This dataset contains recent statistics from World health Organisation
Reading the datafile
* We need to make sure the file is saved is working directory
WHO <- read.csv("WHO.csv")
This will save the dataset in WHO.csv to the dataframe WHO.
str(WHO)
## 'data.frame': 194 obs. of 13 variables:
## $ Country : Factor w/ 194 levels "Afghanistan",..: 1 2 3 4 5 6 7 8 9 10 ...
## $ Region : Factor w/ 6 levels "Africa","Americas",..: 3 4 1 4 1 2 2 4 6 4 ...
## $ Population : int 29825 3162 38482 78 20821 89 41087 2969 23050 8464 ...
## $ Under15 : num 47.4 21.3 27.4 15.2 47.6 ...
## $ Over60 : num 3.82 14.93 7.17 22.86 3.84 ...
## $ FertilityRate : num 5.4 1.75 2.83 NA 6.1 2.12 2.2 1.74 1.89 1.44 ...
## $ LifeExpectancy : int 60 74 73 82 51 75 76 71 82 81 ...
## $ ChildMortality : num 98.5 16.7 20 3.2 163.5 ...
## $ CellularSubscribers : num 54.3 96.4 99 75.5 48.4 ...
## $ LiteracyRate : num NA NA NA NA 70.1 99 97.8 99.6 NA NA ...
## $ GNI : num 1140 8820 8310 NA 5230 ...
## $ PrimarySchoolEnrollmentMale : num NA NA 98.2 78.4 93.1 91.1 NA NA 96.9 NA ...
## $ PrimarySchoolEnrollmentFemale: num NA NA 96.4 79.4 78.2 84.5 NA NA 97.5 NA ...
As we can see we have 194 observations and 13 varibles of type factor, int and num.
Variables are:
* Country - Name of the country.
* Region - Region the country is in.
* Population - Population in thousands.
* Under15 - Percentage of population under 15.

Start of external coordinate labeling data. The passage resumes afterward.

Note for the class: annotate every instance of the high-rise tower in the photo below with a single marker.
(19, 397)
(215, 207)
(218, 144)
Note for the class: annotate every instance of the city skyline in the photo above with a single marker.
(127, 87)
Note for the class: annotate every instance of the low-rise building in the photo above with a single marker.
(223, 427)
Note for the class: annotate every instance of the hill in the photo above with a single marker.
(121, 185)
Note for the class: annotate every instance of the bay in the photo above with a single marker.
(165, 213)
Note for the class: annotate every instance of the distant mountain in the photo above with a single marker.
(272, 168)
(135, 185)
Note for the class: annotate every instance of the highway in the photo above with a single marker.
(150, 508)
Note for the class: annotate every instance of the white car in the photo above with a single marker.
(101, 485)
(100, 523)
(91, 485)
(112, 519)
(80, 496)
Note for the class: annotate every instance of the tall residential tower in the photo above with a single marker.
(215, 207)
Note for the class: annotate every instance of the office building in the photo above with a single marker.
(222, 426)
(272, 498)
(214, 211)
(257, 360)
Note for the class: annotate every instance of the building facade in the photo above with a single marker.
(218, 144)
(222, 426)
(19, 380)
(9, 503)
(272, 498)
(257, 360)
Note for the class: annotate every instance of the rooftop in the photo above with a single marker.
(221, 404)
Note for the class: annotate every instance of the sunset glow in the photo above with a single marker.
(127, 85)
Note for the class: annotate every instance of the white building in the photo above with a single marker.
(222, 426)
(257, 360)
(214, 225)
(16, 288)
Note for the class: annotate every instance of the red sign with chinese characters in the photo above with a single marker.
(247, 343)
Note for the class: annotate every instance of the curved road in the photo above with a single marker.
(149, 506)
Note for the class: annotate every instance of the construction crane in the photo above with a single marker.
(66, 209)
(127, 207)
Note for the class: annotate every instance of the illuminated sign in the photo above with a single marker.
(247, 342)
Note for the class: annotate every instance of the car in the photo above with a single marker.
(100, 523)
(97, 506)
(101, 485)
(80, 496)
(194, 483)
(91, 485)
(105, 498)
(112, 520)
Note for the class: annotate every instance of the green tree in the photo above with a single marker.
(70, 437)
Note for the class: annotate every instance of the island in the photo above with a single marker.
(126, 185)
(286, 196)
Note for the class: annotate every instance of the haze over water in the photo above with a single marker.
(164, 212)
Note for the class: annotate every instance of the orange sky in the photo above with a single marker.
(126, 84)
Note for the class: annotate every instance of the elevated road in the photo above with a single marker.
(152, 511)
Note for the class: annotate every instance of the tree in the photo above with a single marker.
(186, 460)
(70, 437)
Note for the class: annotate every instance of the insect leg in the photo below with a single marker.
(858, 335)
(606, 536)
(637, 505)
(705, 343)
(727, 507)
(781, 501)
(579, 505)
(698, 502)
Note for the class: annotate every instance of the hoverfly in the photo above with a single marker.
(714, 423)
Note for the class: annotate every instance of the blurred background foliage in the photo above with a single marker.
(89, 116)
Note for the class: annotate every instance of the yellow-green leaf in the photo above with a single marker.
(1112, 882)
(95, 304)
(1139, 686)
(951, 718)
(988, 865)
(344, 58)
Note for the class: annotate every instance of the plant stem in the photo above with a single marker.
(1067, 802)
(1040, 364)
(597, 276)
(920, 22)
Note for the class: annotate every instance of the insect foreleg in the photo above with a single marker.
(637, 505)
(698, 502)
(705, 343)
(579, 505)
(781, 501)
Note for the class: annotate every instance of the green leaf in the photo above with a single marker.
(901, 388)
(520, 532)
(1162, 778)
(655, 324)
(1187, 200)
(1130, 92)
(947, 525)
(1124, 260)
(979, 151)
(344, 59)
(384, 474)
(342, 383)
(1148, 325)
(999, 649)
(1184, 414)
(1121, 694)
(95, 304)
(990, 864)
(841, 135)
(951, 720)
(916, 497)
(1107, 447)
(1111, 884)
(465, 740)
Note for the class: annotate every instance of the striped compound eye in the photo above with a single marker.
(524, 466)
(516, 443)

* Over60 - Percentage of population over 60.
* FertilityRate - Avg no of children per women.
* LifeExpectancy - Avg Life expectancy in years.
* ChildMortality - The number of children who die by age 5 per 1000 births.
* CellularSubscribers - Percentage of cellular subcribers or no of cellular subscribers per 100 population.
* LiteracyRate - Literacy rate among adults of age>=15.
* GNI - Gross National INcome per capita.
* PrimarySchoolEnrollmentMale - Percentage of male children enrolled in school.
* PrimarySchoolEnrollmentFemale - Percentage of female children enrolled in school.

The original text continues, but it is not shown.